According to him, the sixth package contains other “hard measures”. Thus, it was decided to exclude “the largest Russian bank Sberbank” from the SWIFT system and to ban the publication of “three Russian state broadcasters”. In addition, the new restrictions have affected those in the European Union considered “responsible for war crimes in Ukraine”.

In turn, Ursula von der Leyen, president of the European Commission, welcomed the approval of the sixth package of sanctions. He stressed on Twitter that “this will reduce oil imports from Russia by 90% by the end of the year”.

“I am pleased that tonight the leaders have agreed in principle on the sixth package of sanctions. This is an important step forward. We have also decided to work on a mechanism to provide Ukraine with a new exceptional macro-financial aid package of up to nine billion euros,” he said.

Japan’s Cabinet Secretary General, Hirokazu Matsuno, said at a news conference in Tokyo that the country’s government supports the decision of EU countries to impose a partial embargo on Russian oil imports.

“Oil exports are an important foreign exchange earning tool for Russia, and I welcome the European Union’s agreement to work together on measures to further reduce our energy dependence on Russia,” he said.

However, Japan itself has not yet made a similar decision. In early May, Economy, Trade and Industry Minister Koichi Hagiuda announced that his country would not ban oil supplies from Russia due to its limited resources.

exception countries

Hungarian Prime Minister Viktor Orban said that the EU embargo on fuel imports from Russia will not apply to his country. “Agreed. Hungary survived oil embargo,” he wrote on his Facebook page (the owner of Meta is considered an extremist organisation).

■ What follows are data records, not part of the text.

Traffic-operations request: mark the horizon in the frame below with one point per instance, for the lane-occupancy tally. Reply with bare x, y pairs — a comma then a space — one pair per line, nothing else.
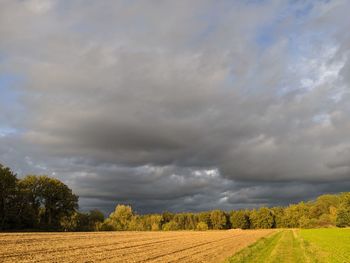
178, 105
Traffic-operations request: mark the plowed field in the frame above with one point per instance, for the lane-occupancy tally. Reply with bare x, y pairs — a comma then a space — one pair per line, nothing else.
180, 246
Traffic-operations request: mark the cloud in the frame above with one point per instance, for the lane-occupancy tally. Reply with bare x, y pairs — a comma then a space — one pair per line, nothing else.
179, 105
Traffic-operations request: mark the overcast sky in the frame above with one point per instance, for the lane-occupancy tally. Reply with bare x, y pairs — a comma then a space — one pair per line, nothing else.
178, 105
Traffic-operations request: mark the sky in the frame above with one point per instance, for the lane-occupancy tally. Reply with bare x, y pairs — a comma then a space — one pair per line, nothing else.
178, 105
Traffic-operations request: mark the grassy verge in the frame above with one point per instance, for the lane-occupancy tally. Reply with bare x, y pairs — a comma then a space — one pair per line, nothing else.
333, 242
285, 246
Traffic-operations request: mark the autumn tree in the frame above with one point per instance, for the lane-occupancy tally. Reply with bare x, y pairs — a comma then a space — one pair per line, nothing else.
8, 182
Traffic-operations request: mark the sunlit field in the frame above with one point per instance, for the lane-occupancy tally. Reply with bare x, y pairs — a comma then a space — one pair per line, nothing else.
306, 245
169, 246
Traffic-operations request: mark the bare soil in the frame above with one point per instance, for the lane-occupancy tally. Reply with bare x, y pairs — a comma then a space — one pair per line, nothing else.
177, 246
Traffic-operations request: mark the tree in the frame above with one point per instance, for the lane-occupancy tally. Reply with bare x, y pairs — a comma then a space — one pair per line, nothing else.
343, 213
202, 226
8, 182
96, 218
50, 200
121, 217
218, 219
240, 219
263, 218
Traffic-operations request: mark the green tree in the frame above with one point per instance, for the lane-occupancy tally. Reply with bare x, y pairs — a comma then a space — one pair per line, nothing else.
343, 213
8, 182
218, 219
121, 217
239, 219
202, 226
50, 199
262, 218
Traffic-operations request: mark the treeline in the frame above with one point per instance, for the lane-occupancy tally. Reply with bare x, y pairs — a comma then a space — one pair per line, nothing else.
41, 203
325, 211
44, 203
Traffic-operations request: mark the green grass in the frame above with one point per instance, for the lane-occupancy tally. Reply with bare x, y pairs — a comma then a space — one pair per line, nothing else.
286, 246
333, 242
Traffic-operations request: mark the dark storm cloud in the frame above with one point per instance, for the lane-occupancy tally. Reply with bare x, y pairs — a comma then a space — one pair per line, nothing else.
179, 105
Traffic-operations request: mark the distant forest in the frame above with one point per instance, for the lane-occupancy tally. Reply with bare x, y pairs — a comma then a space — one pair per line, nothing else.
42, 203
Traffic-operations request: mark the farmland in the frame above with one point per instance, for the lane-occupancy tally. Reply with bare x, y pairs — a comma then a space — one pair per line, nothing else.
305, 245
179, 246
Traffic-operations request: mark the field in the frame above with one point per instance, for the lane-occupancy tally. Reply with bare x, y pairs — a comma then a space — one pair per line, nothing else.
306, 245
180, 246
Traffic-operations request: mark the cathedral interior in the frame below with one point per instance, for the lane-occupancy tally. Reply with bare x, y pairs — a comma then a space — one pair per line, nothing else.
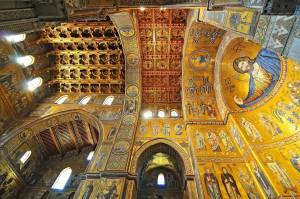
149, 99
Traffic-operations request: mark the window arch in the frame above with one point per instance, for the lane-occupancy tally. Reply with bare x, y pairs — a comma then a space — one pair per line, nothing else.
161, 179
161, 113
25, 60
34, 83
62, 99
25, 156
174, 113
108, 100
15, 38
62, 179
85, 100
148, 114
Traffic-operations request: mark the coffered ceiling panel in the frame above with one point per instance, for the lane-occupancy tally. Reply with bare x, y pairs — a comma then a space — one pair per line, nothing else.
162, 37
86, 57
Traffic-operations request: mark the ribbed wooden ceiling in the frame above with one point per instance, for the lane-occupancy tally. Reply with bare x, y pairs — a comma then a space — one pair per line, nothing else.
67, 136
162, 37
86, 57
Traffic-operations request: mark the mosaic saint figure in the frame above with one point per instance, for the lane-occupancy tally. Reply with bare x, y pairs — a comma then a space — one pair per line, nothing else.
272, 128
212, 185
251, 130
213, 141
295, 160
227, 142
166, 129
263, 181
281, 174
295, 92
230, 185
235, 133
200, 142
248, 185
264, 72
155, 129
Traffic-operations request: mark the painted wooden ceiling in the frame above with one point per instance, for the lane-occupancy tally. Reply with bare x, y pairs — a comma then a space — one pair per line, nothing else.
162, 37
67, 136
86, 57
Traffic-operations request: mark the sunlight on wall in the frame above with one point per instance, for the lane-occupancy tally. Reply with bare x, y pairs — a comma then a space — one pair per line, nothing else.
62, 179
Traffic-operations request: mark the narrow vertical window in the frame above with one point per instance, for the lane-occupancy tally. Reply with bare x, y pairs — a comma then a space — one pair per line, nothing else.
15, 38
25, 156
161, 113
90, 156
62, 179
85, 100
34, 83
108, 101
174, 113
161, 179
62, 99
147, 114
25, 60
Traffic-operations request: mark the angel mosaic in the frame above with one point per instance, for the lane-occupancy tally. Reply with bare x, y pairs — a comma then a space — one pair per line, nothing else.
286, 113
248, 185
280, 173
200, 142
251, 130
226, 141
213, 141
264, 72
230, 184
212, 185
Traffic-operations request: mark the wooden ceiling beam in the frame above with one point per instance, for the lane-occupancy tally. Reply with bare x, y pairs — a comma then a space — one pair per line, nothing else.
56, 141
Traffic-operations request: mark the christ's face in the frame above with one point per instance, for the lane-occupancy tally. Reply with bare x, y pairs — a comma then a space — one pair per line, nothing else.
244, 66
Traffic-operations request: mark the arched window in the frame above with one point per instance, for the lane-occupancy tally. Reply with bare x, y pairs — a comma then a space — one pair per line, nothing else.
174, 113
25, 156
61, 100
108, 101
15, 38
161, 179
161, 113
85, 100
90, 156
25, 60
34, 83
62, 179
147, 114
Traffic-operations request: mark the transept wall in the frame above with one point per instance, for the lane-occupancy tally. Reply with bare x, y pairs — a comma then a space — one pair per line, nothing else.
236, 95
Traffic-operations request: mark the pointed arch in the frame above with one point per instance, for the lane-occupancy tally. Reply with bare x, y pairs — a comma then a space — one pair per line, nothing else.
185, 157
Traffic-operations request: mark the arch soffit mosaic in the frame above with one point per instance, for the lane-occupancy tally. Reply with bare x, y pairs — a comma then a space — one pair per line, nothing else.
222, 106
21, 133
181, 152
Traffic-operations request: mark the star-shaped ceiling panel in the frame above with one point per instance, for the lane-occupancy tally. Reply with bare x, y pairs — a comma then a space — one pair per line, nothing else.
162, 37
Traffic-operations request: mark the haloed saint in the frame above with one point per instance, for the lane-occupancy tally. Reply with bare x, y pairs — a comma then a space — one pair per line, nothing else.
264, 72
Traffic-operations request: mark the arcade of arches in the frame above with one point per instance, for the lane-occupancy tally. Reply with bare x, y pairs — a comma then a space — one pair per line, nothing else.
149, 99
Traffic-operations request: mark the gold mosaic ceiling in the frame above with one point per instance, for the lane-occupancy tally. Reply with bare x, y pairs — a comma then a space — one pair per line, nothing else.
86, 57
162, 37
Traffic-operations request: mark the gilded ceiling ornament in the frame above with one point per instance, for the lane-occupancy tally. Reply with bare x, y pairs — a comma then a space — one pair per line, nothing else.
132, 91
127, 31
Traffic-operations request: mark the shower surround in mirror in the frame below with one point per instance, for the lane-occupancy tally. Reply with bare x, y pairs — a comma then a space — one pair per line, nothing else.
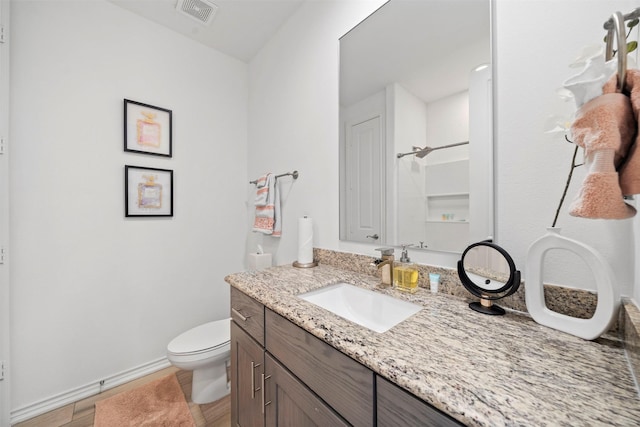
395, 101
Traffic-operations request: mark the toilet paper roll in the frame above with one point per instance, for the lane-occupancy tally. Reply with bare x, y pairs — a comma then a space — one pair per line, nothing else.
259, 261
305, 240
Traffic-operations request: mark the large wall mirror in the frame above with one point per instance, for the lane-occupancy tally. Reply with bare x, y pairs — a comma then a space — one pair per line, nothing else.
416, 114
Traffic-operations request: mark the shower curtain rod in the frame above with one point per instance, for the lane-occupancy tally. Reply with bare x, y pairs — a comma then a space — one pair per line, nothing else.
421, 152
294, 174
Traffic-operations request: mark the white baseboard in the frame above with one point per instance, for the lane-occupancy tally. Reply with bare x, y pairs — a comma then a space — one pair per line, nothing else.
79, 393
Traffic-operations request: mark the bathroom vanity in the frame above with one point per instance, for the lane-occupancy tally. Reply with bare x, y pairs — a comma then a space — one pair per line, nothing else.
446, 365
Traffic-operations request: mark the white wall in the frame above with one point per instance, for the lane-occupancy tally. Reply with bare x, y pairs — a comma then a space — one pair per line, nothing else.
409, 130
294, 116
92, 293
5, 403
293, 110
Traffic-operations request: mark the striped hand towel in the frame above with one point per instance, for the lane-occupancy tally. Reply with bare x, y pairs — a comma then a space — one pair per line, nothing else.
267, 203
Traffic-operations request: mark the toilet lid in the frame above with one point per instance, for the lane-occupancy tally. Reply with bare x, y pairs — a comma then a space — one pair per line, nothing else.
201, 338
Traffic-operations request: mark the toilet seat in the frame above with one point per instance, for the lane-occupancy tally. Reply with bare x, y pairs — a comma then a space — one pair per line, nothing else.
205, 338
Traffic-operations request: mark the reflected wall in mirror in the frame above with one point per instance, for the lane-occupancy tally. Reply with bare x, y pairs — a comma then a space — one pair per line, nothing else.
416, 76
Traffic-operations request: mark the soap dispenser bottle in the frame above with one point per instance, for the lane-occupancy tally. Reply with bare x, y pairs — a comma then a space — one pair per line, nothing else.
405, 273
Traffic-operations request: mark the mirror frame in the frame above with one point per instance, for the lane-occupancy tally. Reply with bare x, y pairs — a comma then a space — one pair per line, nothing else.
486, 225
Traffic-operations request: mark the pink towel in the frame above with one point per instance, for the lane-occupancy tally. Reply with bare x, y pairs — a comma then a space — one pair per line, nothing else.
605, 128
629, 166
267, 202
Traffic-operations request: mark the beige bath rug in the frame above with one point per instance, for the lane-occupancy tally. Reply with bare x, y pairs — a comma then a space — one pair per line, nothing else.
158, 403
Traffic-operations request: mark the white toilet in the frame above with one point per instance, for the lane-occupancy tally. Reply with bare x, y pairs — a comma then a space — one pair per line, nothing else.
205, 350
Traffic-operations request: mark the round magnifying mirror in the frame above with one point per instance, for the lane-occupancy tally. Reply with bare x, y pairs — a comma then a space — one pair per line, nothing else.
489, 273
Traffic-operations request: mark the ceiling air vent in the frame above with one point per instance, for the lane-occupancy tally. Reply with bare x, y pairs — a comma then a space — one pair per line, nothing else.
202, 11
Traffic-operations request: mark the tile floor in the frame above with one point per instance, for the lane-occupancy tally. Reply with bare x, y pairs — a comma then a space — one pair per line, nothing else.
80, 414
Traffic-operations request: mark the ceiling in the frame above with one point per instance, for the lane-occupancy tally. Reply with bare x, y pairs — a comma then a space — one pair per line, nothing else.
240, 28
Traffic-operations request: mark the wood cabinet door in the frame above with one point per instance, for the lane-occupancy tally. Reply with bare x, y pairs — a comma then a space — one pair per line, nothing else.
289, 403
247, 368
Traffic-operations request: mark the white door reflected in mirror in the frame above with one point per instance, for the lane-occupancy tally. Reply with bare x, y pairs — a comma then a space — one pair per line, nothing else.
422, 96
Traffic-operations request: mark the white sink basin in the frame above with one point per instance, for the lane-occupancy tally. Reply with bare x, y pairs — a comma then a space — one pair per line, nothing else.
373, 310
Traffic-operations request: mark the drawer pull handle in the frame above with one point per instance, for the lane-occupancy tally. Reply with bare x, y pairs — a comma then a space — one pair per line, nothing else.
264, 378
237, 313
253, 379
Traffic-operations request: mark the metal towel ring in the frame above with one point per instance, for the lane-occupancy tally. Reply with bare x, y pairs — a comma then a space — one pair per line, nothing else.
616, 24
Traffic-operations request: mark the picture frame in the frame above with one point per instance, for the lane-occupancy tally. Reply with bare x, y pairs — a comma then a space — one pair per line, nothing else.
147, 129
148, 192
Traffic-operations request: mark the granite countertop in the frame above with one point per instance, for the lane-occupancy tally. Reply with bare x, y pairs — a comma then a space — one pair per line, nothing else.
482, 370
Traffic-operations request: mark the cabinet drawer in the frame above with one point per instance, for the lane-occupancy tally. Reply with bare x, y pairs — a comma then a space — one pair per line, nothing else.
398, 408
340, 381
248, 314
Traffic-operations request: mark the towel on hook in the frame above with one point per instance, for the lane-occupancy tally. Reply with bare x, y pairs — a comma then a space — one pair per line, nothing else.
267, 203
605, 128
629, 166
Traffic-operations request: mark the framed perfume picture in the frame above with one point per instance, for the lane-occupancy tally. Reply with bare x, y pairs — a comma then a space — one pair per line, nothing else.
148, 191
147, 129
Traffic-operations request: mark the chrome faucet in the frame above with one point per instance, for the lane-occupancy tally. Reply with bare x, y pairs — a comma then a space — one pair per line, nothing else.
385, 263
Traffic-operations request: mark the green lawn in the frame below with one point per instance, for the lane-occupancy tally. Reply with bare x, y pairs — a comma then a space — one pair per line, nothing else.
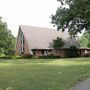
43, 74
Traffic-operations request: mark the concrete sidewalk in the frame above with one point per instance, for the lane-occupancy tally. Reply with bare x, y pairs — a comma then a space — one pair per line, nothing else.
84, 85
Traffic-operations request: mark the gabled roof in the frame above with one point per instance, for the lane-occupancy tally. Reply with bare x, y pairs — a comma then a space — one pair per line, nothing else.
41, 38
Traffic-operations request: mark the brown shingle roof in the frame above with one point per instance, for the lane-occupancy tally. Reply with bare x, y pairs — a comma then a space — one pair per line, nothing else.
41, 38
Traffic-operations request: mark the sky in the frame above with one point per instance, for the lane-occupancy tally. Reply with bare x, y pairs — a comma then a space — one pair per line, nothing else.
27, 12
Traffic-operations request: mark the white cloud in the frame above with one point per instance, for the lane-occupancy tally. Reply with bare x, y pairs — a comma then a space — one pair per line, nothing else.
28, 12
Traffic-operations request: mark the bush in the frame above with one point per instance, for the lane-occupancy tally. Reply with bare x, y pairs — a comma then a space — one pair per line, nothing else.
72, 52
9, 52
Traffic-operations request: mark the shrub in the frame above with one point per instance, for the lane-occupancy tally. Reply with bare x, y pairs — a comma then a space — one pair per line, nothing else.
72, 52
49, 57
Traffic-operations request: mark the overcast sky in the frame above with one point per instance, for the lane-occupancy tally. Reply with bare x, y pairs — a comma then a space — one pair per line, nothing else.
27, 12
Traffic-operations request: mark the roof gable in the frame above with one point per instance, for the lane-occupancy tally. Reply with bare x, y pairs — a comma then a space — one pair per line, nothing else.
41, 38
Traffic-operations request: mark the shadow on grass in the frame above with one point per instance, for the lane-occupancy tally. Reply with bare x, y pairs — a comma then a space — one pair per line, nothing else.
42, 76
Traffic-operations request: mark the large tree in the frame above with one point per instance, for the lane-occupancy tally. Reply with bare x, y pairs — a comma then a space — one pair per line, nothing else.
75, 17
6, 38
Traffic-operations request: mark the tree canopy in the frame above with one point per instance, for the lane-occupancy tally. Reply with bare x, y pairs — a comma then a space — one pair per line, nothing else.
85, 39
75, 17
7, 42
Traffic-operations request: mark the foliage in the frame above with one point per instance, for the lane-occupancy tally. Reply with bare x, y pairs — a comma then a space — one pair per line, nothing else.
85, 39
75, 17
72, 52
7, 40
58, 43
40, 74
49, 57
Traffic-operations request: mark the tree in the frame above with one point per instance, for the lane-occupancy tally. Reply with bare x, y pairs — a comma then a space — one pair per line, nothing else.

On the other hand, Belgian Prime Minister Alexander De Croo said at a press conference after the EU summit that the European Commission has not yet determined how long the exemptions will be valid for Hungary. But the politician said the European Commission would “monitor the situation so it doesn’t take too long”.

He added that after the sixth package of sanctions comes into effect, the Czech Republic may also buy Russian oil. And Hungary will have to increase its oil refining capacity, which so far was designed only for fuel from the Russian Federation.

how was it known The new restrictions only affect oil supplies from Russia by sea, Reuters said. This information was also confirmed by Charles Michel, who spoke about the “temporary exception” regarding “oil from the pipeline”.

“The provocative and irresponsible question”

Russia’s permanent representative to international organizations in Vienna, Mikhail Ulyanov, said that Russia will find other oil importers to replace the European Union. He also criticized the deadlines agreed by the Europeans for the rejection of Russian fuel.

“Let me ask a provocative and irresponsible question in a private, informal way. If the European Union is so eager to cut off most Russian oil supplies by the end of the year, then why can’t Russia meet the Europeans’ wishes and (cut supplies. – socialbites.ca) be friendly much sooner? make a gesture? Ulyanov wrote on Twitter.

He also recalled a recent statement by Ursula von der Leyen suggesting that Russia would find other importers. According to Ulyanov, she “said the right thing, she.”

European Council President Charles Michel said that the heads of state and government of the EU member states have agreed on the sixth package of sanctions against Russia. The new restrictions will affect oil imports from Russia, the country’s largest bank, state media and citizens.